Monstre. Dolio. Femme exhibitionniste. Porc. Entrelacs. Chouette. Singe.
Le narthex
Le rez-de-chaussée du clocher, entre le porche et la nef constitue un narthex. Les quatre colonnes sont surmontées par des chapiteaux romans sculptés.
Les chapiteaux, qui sont dans un excellent état de conservation, représentent :
- Un lion à deux corps ;
- Deux chapiteaux avec une décoration végétale ;
- La cité céleste.
Les cloches
Le clocher abrite quatre cloches :
- La grosse cloche date de 1860. Avant elle, une cloche, portant l'inscription « J.H. S MARIA JE SUIS FAITE POUR LA PAROISSE DE ST SEURIN DE COBUERAS EN BOURGEAIS EN 1584 » fut apporté après la Révolution, lorsque Saint-Seurin ne fut plus qu'une annexe de Bayon.
- Elle était fêlée en 1856 quand le conseil de fabrique décide de la faire fondre et en commande une autre à M. Deyre, fondeur à Bordeaux.
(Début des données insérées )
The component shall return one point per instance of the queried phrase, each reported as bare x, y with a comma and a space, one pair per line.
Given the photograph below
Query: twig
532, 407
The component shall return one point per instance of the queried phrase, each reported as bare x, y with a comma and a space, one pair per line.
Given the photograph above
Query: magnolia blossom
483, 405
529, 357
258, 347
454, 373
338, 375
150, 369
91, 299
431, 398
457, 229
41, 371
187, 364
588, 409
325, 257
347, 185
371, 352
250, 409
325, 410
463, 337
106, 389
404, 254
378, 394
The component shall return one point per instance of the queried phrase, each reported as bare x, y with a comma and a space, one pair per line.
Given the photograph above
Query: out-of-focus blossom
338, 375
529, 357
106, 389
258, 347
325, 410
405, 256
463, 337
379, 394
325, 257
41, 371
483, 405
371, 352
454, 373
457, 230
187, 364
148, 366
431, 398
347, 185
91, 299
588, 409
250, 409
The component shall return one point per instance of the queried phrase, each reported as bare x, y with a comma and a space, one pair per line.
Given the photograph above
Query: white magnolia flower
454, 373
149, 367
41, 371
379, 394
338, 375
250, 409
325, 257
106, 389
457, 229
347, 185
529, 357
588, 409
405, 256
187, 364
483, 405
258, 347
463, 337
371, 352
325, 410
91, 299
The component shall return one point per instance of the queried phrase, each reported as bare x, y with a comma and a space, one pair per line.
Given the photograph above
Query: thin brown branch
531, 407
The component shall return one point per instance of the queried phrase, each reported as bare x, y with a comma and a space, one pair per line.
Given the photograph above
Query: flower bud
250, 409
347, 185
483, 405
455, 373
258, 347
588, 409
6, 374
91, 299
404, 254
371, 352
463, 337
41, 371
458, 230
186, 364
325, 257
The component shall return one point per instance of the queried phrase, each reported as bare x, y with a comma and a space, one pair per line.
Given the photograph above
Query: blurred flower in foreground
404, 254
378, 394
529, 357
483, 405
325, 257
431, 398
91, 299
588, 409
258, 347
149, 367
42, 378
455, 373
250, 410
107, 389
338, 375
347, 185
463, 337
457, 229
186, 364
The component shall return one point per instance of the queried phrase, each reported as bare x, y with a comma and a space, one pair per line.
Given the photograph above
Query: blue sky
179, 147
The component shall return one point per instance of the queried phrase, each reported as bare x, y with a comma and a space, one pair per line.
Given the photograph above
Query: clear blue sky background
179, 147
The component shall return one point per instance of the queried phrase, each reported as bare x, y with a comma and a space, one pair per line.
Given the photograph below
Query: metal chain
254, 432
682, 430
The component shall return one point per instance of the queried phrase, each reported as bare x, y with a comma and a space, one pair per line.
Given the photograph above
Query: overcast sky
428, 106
Cette cloche pesait 600 kg, mais ne sonnait pas bien. Elle fut refondue et alourdie pour peser finalement 1 000 kg.
- Une des deux cloches moyennes a une longue histoire. On sait que le on l'a refondue pour la troisième fois, puis pour une dernière fois en 1780.
- La deuxième cloche moyenne fut fondue en même temps que la grosse cloche en 1860.
- La petite cloche provient de la chapelle Saint-Augustin à l'île Cazau.
- Elle fut donnée par Mme Pierlot comme il est inscrit : « JE M APPELLE AUGUSTINE EN MEMOIR DE CHARLES AUGUSTIN PIERLOT PROPRIETAIRE DE L ILE CAZAU DECEDE LE ANNA JOSEFA DE TASTET SA VEUVE LE ME PLACA SUR CE SANCTUAIRE »
Lors du rehaussement du clocher en 1877, les cloches ont été remontées dans le nouveau beffroi. Les cloches sont sur trois niveaux : la plus grosse en bas, puis les deux moyennes. La petite cloche est hors beffroi, suspendue à un rail métallique.
Jusqu'en 1980 les cloches sonnaient à la volée à chaque grande occasion. Aujourd'hui la fragilité de la structure interdit de battre à la volée et la grosse cloche est muette.